CONTRATAPA
› Por Javier E. Núñez
Todo en él y fuera de él le dice que no, pero cómo eludir ese mandato anónimo y casi místico. Sabe (tanta teoría lo dice; una precaria experiencia lo confirma) que antes de empezar un cuento debe tener previsto adonde va; cada pieza debe engranarse en el relato para apuntar a un único final posible. Pero la esfericidad pregonada por Cortázar, el decálogo de Quiroga y la unidad de efecto de Poe se pierden apabullados por esa necesidad de escribir, de liberar sus monstruos internos, de abrir la puerta al lado incierto. Hace tres días que el salvaje está atrapado en su cabeza; aunque aún no sepa dónde habrá de llevarlo ese cuento, tiene que abrirle la puerta y dejarlo ser.
Le llegó, como tantas otras imágenes o ideas, en medio de su rutina. Cree recordar que iba en colectivo, probablemente volvía del trabajo, cuando lo vio: la cabeza rapada, los hombros anchos de guerrero, la mirada fiera. Empuñaba el hacha de piedra con un gesto confuso; acaso decidido, acaso con temor. Lo vio adentrarse en el laberinto.
Durante esos últimos tres días trató de completar la historia en su cabeza. Quién es el salvaje, de dónde viene, adónde lleva el laberinto, qué busca, para qué. Pero no podía dar un paso más, estancado junto al guerrero en ese momento eterno, cíclico, de ingreso al laberinto. Lo veía entrar una y otra vez, hasta que lo vencía el desasosiego y se sumergía en la lectura o en el sueño para escapar. Al fin comprendió que no tenía otra alternativa que seguirle los pasos, adentrarse en el laberinto con él.

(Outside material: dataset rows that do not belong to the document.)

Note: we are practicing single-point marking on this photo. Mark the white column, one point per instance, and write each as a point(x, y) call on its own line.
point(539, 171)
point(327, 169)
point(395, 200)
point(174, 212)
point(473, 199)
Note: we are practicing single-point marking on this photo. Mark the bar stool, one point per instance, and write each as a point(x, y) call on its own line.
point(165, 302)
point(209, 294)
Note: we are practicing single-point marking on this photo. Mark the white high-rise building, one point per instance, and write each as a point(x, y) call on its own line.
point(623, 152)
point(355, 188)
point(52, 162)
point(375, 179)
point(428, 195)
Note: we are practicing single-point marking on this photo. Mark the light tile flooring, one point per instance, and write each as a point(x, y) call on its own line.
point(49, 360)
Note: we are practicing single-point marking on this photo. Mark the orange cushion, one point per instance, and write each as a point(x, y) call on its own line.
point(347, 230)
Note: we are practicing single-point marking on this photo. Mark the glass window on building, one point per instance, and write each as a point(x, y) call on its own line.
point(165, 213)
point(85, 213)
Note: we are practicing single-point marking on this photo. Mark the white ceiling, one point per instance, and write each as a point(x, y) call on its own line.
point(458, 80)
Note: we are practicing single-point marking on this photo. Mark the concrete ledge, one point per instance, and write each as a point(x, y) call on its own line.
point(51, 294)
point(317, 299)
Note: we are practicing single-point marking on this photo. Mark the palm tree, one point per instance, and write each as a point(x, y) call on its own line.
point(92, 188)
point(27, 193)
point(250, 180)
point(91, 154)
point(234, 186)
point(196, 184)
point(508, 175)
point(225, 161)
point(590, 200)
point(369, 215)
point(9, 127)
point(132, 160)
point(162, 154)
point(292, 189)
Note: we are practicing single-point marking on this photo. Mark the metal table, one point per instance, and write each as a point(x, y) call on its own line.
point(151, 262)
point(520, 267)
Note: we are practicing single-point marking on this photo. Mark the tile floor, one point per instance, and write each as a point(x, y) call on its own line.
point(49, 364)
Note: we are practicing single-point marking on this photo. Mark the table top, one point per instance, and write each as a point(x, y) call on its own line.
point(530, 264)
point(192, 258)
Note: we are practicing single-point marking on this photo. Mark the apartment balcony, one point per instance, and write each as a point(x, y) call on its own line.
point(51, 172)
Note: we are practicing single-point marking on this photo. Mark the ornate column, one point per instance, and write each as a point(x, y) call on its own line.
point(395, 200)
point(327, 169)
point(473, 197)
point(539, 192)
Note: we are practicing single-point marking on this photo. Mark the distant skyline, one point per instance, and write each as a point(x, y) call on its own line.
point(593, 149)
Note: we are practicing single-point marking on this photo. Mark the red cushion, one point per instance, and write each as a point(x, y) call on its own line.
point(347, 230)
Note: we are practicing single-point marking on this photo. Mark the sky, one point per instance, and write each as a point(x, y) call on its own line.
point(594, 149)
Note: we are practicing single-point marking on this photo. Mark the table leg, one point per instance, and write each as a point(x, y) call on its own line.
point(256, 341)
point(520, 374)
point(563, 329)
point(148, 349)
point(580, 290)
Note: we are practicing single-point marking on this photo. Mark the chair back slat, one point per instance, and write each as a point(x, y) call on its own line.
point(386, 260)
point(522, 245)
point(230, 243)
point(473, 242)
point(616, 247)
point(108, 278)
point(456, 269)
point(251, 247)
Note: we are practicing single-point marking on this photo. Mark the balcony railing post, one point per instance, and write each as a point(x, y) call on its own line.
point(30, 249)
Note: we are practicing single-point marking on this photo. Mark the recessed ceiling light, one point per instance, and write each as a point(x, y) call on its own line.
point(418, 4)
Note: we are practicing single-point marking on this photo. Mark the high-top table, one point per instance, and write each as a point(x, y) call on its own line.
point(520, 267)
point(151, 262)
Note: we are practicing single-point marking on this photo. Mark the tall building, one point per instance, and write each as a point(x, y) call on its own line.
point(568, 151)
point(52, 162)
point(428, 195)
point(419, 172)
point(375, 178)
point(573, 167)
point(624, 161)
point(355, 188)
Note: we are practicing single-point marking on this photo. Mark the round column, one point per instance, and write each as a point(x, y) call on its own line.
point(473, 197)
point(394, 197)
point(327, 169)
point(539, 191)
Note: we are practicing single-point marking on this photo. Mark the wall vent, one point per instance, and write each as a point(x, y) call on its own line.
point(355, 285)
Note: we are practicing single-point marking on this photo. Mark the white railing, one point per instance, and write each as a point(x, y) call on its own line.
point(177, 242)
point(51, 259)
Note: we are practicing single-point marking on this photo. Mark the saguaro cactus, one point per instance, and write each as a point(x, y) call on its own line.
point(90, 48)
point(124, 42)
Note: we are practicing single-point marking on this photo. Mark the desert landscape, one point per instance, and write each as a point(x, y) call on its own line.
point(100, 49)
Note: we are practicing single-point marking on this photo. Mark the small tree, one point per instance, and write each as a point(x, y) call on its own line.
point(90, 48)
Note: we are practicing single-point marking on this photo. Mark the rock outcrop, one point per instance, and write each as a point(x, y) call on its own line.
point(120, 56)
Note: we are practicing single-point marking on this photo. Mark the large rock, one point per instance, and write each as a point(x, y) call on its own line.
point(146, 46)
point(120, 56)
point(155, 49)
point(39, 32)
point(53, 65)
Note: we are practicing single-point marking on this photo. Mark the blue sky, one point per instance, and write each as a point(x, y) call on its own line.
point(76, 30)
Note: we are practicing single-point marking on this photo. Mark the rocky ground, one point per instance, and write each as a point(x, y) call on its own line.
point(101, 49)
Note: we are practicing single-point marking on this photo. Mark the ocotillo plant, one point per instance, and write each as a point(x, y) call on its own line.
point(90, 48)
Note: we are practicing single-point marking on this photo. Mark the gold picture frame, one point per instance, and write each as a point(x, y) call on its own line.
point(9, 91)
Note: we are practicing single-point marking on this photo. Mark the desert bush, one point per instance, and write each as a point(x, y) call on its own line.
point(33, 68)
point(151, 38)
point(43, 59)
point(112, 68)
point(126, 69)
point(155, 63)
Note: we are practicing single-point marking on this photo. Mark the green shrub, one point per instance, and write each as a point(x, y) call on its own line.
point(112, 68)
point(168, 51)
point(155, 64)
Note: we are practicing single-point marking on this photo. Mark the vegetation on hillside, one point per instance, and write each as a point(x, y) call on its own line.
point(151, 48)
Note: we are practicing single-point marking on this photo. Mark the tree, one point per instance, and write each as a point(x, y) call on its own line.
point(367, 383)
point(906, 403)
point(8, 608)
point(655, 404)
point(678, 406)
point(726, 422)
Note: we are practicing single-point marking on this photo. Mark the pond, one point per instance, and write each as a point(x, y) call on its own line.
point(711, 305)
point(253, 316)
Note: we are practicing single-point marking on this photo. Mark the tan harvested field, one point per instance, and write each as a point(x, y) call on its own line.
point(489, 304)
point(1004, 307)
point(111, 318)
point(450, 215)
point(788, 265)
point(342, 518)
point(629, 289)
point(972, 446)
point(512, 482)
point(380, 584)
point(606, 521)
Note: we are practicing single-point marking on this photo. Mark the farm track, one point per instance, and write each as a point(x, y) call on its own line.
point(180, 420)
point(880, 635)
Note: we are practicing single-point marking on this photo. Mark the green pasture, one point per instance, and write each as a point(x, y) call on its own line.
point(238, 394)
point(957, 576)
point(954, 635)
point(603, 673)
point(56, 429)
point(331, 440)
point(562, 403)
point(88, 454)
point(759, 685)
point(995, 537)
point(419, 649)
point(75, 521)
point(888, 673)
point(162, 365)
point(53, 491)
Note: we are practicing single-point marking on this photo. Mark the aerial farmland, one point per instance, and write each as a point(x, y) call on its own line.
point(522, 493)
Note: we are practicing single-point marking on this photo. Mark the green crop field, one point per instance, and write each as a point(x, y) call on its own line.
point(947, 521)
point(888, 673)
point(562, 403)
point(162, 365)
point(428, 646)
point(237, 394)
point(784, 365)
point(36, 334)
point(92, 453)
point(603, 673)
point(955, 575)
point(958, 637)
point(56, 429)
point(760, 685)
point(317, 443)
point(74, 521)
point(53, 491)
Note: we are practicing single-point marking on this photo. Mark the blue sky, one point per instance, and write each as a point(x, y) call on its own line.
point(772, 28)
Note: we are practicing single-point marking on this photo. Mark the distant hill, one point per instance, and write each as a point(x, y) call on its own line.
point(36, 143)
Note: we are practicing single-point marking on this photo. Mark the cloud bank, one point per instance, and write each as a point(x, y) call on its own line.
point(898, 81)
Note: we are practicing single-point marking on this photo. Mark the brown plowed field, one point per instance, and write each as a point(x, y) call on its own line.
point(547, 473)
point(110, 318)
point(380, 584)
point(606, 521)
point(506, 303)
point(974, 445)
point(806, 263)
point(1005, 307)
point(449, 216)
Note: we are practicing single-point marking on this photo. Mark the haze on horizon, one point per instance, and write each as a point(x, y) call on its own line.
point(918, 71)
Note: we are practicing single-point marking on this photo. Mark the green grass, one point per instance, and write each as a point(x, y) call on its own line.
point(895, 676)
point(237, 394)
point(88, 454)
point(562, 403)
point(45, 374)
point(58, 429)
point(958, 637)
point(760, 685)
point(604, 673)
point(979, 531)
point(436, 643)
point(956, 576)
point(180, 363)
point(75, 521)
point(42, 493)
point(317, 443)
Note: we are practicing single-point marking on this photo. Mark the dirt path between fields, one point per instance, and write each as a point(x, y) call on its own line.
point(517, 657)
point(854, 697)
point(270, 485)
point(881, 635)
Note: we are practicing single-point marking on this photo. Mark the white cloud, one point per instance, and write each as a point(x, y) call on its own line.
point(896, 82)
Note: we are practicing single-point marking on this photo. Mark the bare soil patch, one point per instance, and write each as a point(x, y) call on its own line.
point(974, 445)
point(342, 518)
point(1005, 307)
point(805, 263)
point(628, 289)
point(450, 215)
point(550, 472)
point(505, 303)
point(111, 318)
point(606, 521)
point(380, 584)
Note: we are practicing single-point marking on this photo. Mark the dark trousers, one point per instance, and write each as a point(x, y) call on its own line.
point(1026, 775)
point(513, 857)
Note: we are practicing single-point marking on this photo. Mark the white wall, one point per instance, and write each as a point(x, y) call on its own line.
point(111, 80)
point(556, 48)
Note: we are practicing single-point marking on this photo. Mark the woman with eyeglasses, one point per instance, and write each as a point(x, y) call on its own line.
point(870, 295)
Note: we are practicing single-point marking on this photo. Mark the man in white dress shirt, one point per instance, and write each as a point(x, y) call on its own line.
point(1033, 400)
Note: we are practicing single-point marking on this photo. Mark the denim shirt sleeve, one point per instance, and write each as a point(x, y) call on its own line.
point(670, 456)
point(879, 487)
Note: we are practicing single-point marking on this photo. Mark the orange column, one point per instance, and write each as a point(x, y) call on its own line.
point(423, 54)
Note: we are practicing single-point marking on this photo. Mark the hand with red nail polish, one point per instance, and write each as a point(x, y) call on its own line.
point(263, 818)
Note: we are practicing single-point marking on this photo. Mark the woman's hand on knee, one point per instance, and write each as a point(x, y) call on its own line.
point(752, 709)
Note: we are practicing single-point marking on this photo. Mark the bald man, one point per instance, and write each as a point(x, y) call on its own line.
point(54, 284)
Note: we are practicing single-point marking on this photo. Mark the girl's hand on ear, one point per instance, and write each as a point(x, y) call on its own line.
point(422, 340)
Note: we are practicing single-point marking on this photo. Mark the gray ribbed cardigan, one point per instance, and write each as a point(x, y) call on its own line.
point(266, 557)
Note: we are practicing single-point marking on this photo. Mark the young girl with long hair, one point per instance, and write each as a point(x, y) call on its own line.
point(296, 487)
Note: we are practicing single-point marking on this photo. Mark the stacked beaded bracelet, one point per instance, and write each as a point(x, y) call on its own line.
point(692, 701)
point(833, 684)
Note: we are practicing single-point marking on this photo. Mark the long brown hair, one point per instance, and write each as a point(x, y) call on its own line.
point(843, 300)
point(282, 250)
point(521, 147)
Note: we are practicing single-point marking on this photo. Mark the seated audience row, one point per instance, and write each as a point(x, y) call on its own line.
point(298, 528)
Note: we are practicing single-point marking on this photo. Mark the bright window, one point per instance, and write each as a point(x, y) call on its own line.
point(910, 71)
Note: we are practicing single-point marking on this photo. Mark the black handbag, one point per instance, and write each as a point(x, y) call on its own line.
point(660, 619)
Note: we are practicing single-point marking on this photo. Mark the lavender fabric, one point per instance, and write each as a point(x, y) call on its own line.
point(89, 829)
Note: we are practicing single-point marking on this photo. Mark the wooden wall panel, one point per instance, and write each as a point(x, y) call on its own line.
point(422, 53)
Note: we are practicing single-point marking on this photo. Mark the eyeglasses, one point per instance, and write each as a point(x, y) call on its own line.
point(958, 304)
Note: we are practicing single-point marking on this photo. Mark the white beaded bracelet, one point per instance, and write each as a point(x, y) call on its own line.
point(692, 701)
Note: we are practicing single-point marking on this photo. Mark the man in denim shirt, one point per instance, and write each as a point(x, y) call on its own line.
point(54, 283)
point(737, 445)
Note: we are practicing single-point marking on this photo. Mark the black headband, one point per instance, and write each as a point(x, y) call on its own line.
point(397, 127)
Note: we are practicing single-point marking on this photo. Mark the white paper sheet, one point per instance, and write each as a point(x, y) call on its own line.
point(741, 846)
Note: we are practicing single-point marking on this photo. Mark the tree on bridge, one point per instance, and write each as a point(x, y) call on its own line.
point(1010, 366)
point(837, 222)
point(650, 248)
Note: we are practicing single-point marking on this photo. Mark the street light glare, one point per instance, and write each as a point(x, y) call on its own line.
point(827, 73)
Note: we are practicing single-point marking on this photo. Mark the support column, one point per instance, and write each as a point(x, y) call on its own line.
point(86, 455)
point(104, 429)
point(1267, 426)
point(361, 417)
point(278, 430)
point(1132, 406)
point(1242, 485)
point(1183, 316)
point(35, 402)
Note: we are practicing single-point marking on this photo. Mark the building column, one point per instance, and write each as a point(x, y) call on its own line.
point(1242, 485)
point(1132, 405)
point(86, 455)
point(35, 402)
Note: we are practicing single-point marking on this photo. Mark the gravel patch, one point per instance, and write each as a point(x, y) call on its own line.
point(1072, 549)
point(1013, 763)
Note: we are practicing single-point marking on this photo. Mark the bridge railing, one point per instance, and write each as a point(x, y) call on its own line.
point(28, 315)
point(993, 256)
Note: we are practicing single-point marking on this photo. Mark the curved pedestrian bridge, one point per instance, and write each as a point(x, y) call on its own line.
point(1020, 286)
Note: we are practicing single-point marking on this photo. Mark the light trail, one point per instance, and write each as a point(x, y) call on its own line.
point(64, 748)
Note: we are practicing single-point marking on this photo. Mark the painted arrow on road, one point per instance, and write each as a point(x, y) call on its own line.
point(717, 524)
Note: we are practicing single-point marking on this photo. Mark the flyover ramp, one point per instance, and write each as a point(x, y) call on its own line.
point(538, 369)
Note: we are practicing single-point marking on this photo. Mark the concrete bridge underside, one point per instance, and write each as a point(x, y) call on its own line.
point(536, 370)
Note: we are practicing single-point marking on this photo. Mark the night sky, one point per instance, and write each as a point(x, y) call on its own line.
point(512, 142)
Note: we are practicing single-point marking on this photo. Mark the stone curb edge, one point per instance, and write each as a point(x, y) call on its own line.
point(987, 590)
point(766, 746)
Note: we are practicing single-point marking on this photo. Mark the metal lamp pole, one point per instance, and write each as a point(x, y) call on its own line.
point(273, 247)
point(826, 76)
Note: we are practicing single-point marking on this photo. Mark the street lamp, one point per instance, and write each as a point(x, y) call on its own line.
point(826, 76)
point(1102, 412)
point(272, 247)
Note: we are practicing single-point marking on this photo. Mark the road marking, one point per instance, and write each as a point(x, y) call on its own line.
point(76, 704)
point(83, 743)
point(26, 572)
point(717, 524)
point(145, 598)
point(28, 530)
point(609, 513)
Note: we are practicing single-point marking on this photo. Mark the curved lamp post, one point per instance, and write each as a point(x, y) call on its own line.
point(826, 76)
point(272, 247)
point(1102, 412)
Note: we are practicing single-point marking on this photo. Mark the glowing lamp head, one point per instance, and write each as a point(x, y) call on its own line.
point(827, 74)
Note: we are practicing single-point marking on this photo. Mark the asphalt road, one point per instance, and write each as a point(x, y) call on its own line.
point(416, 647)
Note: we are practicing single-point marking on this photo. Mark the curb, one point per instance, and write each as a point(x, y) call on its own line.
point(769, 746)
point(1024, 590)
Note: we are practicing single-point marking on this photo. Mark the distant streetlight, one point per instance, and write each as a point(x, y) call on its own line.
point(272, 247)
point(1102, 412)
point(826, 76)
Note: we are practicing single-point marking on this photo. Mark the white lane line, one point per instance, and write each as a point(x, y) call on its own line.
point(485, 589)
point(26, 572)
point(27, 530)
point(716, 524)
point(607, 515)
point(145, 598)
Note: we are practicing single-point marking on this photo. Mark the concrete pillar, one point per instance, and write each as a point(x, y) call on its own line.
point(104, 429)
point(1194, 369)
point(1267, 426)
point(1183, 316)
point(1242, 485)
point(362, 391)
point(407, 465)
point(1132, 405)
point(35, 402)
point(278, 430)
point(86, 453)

Por eso ahora está frente a la computadora. La casa está en silencio y apenas se oye el murmullo del viento más allá de la ventana. Por un instante cierra los ojos: el salvaje está ahí, como expectante. Con los ojos cerrados empieza a teclear la primera línea.
Afuera, la noche en ciernes se empieza a presentir. Un grillo canta, como una advertencia.
Abre los ojos y mira la pantalla sin dejar de escribir. Hace descender al salvaje sin nombre por unas ruinas antiquísimas, hasta la entrada del laberinto. Se cuida de no decir mucho pero de sugerir. En pocas líneas cree que logró plasmar la tensión, la necesidad de atravesar ese laberinto aun sin haber puesto una sola palabra que indique cuál es el objetivo. Tiene la secreta convicción de que el texto habrá de decírselo antes del final, que el mismo cuento le revelará la frase indicada que le dé cierre. Hace avanzar al salvaje por un intrincado laberinto de paredes de piedra. Camina lento, alerta; la mano izquierda acariciando los bloques de piedra y el musgo de las junturas; la mano derecha empuñando el hacha. Una penumbra húmeda y opresiva lo aguarda al final del pasillo, pero el salvaje avanza con la convicción que el narrador impone a sus pasos. Al llegar, el corredor se bifurca; el salvaje no duda y toma a la derecha. Avanza durante un tiempo incierto. A veces los pasillos desembocan en dos o más salidas; el salvaje siempre escoge una con la decisión de quien conoce el camino. A medida que se adentra en el laberinto, la penumbra va creciendo: apenas puede ver sus manos estiradas frente a él, tanteando el camino. Esto no lo detiene ni lo desmoraliza. Aferra el hacha con fuerza y aprieta el paso.
Cuando ya empezaba a dudar, cuando creía que a fin de cuentas el texto no le reservaba ninguna respuesta, que el salvaje iba a quedar atrapado ahí para siempre, extraviado en las tinieblas de esa laberíntica incertidumbre, ve la puerta. Como antes al salvaje, con la misma precisión y clarividencia. Se deja llevar por el frenesí de la narración y sigue; guía al salvaje hasta el final del pasillo y lo hace detenerse frente a la puerta para cavilar sobre lo que encontrará tras ella. Acaso una respuesta, acaso una perplejidad; seguro un final. Escribe:
El salvaje estira su mano izquierda; la otra acecha, dispuesta al ataque.
Entonces, una aprensión o una súbita agudeza detiene sus dedos sobre el teclado. Acaba de comprender que el laberinto es uno de esos incomprensibles caminos donde literatura y realidad convergen; donde los senderos de ambas existencias se cruzan de forma ineludible. Y repentinamente sabe, con inefable certeza, que si continúa la frase y el salvaje atraviesa la puerta, aparecerá a su espalda.
Titubea un instante. Los dedos, detenidos sobre el teclado, no se atreven a culminar el relato. Sabe que no debe seguir, no debe abrir la puerta, pero cómo eludir de nuevo ese mandato anónimo y casi místico. Cómo eludirlo ahora, tan cerca.